Menjadi seorang wanita merupakan suatu hal yang  istimewa dari sang pencipta. Wanita setelah zaman era kartini dipercaya sebagai wanita yang hebat, berani  dan bukanlah sosok yang lemah. Sama halnya dengan pria, ia adalah seorang yang cukup unggul apabila disandingkan dengan seorang pria. Namun perempuan masa kini bukan lagi perempuan yang hidup di zaman kebodohan akan teknologi seperti di era kartini. Seyogyanya perempuan masa kini lebih mampu mengubah pandangan setiap orang tentang hak-hak seorang perempuan serta dapat menghasilkan karya-karya seni . Sayangnya perempuan masa kini lebih mementingkan kebutuhan fisik saja daripada kebutuhan mengisi ilmu. 
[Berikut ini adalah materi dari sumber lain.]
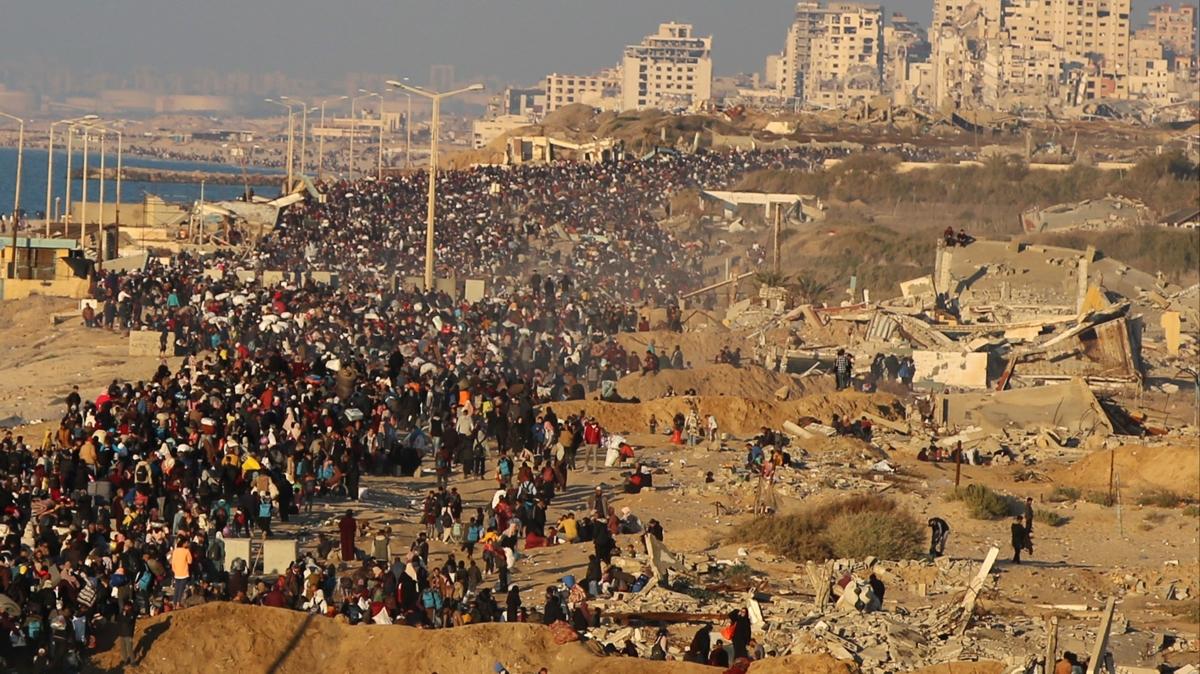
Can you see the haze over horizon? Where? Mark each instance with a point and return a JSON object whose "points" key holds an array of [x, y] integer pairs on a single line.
{"points": [[509, 40]]}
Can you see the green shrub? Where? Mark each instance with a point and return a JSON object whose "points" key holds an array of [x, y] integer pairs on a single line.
{"points": [[983, 503], [1161, 498], [892, 535], [1049, 517], [1063, 494], [853, 527]]}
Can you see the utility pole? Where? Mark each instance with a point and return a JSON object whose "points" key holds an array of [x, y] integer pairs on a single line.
{"points": [[779, 209], [16, 190]]}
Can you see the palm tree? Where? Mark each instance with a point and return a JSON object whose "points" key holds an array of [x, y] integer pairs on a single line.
{"points": [[809, 289]]}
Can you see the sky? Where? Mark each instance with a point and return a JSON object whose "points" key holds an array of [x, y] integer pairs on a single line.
{"points": [[509, 40]]}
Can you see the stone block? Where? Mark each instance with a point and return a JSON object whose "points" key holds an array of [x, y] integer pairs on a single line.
{"points": [[475, 288], [279, 554]]}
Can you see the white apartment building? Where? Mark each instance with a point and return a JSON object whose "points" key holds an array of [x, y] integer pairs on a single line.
{"points": [[847, 56], [669, 70], [588, 89]]}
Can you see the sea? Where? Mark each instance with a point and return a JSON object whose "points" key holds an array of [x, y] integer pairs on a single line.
{"points": [[33, 191]]}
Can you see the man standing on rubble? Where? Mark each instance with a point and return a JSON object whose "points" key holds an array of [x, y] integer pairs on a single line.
{"points": [[1020, 540], [843, 366]]}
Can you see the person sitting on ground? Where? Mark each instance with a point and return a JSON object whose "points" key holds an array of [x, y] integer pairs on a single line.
{"points": [[651, 362]]}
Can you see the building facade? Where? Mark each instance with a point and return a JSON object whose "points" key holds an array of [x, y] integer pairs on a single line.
{"points": [[846, 61], [669, 70], [588, 89]]}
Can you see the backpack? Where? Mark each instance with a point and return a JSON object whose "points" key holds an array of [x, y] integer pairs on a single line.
{"points": [[431, 599]]}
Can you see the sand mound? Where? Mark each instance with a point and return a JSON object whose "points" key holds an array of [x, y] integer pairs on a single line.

Perempuan masa kini terlalu dimanjakan oleh teknologi digital sehingga membuat malas untuk berpikir. Hal inilah yang perlahan-lahan membuat kemunduran dinamika pola pikir seorang perempuan dalam berkarya khususnya membaca buku. Banyak hal yang dapat kita bahas mengenai perempuan, salah satunya lagi banyak perempuan yang mengalami trauma dan gangguan psikologi akibat pengalaman buruk di masa lalu, seperti pelecehan seksual, kekerasan fisik maupun tekanan mental. Persoalan ini yang membuat perempuan enggan untuk speak up. Padahal hal itu bukan  menjadi tolak ukur bagi seorang perempuan melawan. Adanya asumsi liar yang melanggengkan ketidakadilan dari masyarakat bahwa “ perempuan diam saja tidak usah banyak bicara dan melawan. Itu adalah tugas seorang lelaki. Toh, nanti juga kamu menjadi Ibu rumah tangga”. Dengan kata lain peran perempuan ranahnya privat dan di publik adalah laki-laki. Mungkin kalau dulu perempuan tidak berani melawan karena merasa bahwa itu adalah aib. Sekarang teknologi digital sudah berkembang dan masyarakat juga mulai berpikir lebih modern lagi. Namun sekarang sudah saatnya kita menjadi perempuan berani melawan ketidakadilan dan mengungkap fakta. Berani bicara dan mengungkap gagasan serta tidak lupa untuk mengisi isi otak dengan membaca buku, lalu menghasilkan karya-karya entah berupa tulisan atau karya lainnya. Labelisasi feminisme bagi perempuan juga bukan penghalang bagi perempuan untuk speak up dan melawan ketidakadilan.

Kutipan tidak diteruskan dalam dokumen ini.